Von der Wand in den Mund (S. 39)
Die »Febo«-Automatenrestaurants gehören zum Amsterdamer Stadtbild wie Fahrräder und Grachten. Ob die hier verkauften Snacks tatsächlich »de lekkerste« sind, muss jeder selbst beurteilen. Faszinierend ist das Prinzip: Man wirft etwas Kleingeld ein, öffnet ein Kläppchen in der Wand und nimmt die warme frikandel oder den Burger heraus. Zur Feier des 75-jährigen Bestehens dieser Ur-Amsterdamer Institution gab es im September 2016 sogar für kurze Zeit eine schwimmende Filiale auf der hochvornehmen Prinsengracht.
Im Begijnhof innehalten (S. 48)
Man geht durch einen Torbogen und ist in einer völlig anderen Welt: Der Beginenhof ist eine unerwartete Oase der Stille in der quirligen Innenstadt. Weiß gestrichene Häuser scharen sich um einen baumbestandenen Innenhof mit einer schlichten Kirche. Die Beginen lebten hier einst in einer spirituellen Gemeinschaft, aber selbstbestimmter und freier als im Kloster.
Vom hässlichen Entlein zum strahlenden Schwan (S. 124)
Die gelungene Umwandlung der Westergasfabriek vom aufgegebenen Industrieareal zum Kulturzentrum plus Naherholungsgebiet begeistert nicht nur Fachleute aus aller Welt, sondern in erster Linie die Amsterdamer, für die das ehemalige Gaswerk rasch zum allseits beliebten Ausflugsziel avancierte.
Rijksmuseum in neuer alter Pracht (S. 148)
Die Kosten explodierten, aus der geplanten Renovierung wurde eine Dauerbaustelle: Gut zehn Jahre lang war das Rijksmuseum, die »Schatzkiste der Nation«, wegen Umbaus geschlossen. Doch das Warten hat sich definitiv gelohnt: Die versammelten Meisterwerke von Rembrandt bis Vermeer erstrahlen in der originalgetreu wiederhergestellten historischen Pracht jetzt noch einmal so schön!

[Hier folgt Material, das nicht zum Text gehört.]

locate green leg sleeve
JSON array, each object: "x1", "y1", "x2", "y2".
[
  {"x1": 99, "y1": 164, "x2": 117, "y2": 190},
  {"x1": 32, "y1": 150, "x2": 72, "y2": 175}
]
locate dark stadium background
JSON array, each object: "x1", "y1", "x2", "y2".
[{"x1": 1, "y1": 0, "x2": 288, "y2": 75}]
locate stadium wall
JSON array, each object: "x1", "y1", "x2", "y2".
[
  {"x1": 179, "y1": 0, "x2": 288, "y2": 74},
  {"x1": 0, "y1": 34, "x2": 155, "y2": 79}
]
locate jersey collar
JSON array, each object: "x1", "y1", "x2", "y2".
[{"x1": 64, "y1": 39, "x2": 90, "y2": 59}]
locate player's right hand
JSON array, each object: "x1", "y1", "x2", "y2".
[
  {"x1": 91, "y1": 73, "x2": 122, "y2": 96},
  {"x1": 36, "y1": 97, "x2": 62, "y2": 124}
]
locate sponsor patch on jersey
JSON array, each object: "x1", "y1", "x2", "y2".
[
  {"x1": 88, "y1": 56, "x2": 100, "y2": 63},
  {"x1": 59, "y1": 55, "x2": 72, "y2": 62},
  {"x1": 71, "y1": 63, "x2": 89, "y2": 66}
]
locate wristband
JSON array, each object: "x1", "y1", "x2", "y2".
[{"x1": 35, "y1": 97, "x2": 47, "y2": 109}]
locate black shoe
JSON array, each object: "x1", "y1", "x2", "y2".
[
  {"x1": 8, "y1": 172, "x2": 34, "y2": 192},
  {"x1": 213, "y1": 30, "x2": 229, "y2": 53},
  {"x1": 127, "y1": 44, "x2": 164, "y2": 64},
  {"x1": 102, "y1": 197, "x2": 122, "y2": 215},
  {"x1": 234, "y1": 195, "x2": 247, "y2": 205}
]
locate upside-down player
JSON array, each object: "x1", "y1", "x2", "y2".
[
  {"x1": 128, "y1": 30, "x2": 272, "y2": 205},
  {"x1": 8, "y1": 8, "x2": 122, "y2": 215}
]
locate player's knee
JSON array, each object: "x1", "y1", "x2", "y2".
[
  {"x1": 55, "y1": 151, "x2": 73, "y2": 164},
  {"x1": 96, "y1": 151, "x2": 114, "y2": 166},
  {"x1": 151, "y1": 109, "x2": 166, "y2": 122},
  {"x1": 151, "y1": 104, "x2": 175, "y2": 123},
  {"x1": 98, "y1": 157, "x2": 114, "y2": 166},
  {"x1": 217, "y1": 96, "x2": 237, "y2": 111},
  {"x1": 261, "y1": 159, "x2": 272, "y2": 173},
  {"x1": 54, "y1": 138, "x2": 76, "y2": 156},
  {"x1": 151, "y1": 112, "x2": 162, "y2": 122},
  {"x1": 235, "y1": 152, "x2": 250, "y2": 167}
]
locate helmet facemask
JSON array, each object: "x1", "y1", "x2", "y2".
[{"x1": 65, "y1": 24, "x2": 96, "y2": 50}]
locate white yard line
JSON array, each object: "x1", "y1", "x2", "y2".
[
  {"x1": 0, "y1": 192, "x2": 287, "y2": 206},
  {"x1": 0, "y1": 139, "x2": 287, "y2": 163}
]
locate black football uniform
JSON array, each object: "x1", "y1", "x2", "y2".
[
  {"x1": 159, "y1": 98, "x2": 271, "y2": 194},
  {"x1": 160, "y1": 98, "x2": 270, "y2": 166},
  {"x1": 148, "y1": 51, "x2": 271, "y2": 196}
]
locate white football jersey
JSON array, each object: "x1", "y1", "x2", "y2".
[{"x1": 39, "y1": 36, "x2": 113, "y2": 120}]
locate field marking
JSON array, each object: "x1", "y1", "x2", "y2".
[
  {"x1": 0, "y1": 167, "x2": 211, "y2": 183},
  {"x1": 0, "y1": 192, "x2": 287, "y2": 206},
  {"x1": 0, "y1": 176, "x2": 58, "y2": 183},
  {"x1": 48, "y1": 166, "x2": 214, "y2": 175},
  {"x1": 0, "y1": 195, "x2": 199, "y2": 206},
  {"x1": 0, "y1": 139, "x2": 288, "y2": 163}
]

Rembrands Nachtwache im Rijksmuseum
Sommerfrische in der Stadt (S. 162)
An einem schönen Sommertag sollte man sich als Besucher ein Beispiel an den Amsterdamern selbst nehmen: ein Picknick einpacken, sich auf’s Rad schwingen und es sich in einem der vielen Parks gemütlich machen. Sehr beliebt und lohnend ist der Vondelpark mit seinen weiten Rasenflächen und dem tollen Spielplatz. Hier nistet regelmäßig ein Storchenpaar, und einen echten Picasso gibt es auch – eine riesige Skulptur, die der Künstler der Stadt geschenkt hat.
Wissenschaft zum Anfassen (S. 226)
Wer mit Kindern nach Amsterdam fährt, hat Glück: Er kommt um einen Besuch im NEMO, dem interaktiven Wissenschaftsmuseum, nicht herum. Ausprobieren ist hier ausdrücklich erlaubt – und das macht kleinen und großen Kindern großen Spaß. Von der Riesenseifenblasenstation bis zum Test, ob man ein guter Augenzeuge wäre, gibt es hier jede Menge Wissenswertes zu entdecken.
Willkommen an Bord (S. 66)
Alles schaukelt sacht. Das Wasser plätschert, und irgendwo ganz in der Nähe quakt eine Ente. Gut 2500 Hausboote gibt es in Amsterdam, und einige davon kann man mieten. Manche liegen irgendwo im Grünen, andere nur einen Steinwurf von der City entfernt im Oosterdok. Doch ganz egal wo: Das Wohnen auf dem Wasser hat seinen eigenen, ganz besonderen Reiz.
Hausboote in der Brouwersgracht
Schiff ahoi! (S. 246)
An der Rückseite des schick renovierten und zum IJ-Ufer hin um eine großartige Glaskonstruktion erweiterten Hauptbahnhofs legen die kostenlosen Pendelfähren nach Amsterdam Noord ab. Die Bootsfahrt quer über Het IJ eröffnet einen tollen Panoramablick auf die vorbeiziehenden Schiffe und die ehemaligen Hafengebiete, die seit den 1990er-Jahren vom Niemandsland zum In-Viertel mutiert sind und heute Architekturfans aus aller Welt anziehen.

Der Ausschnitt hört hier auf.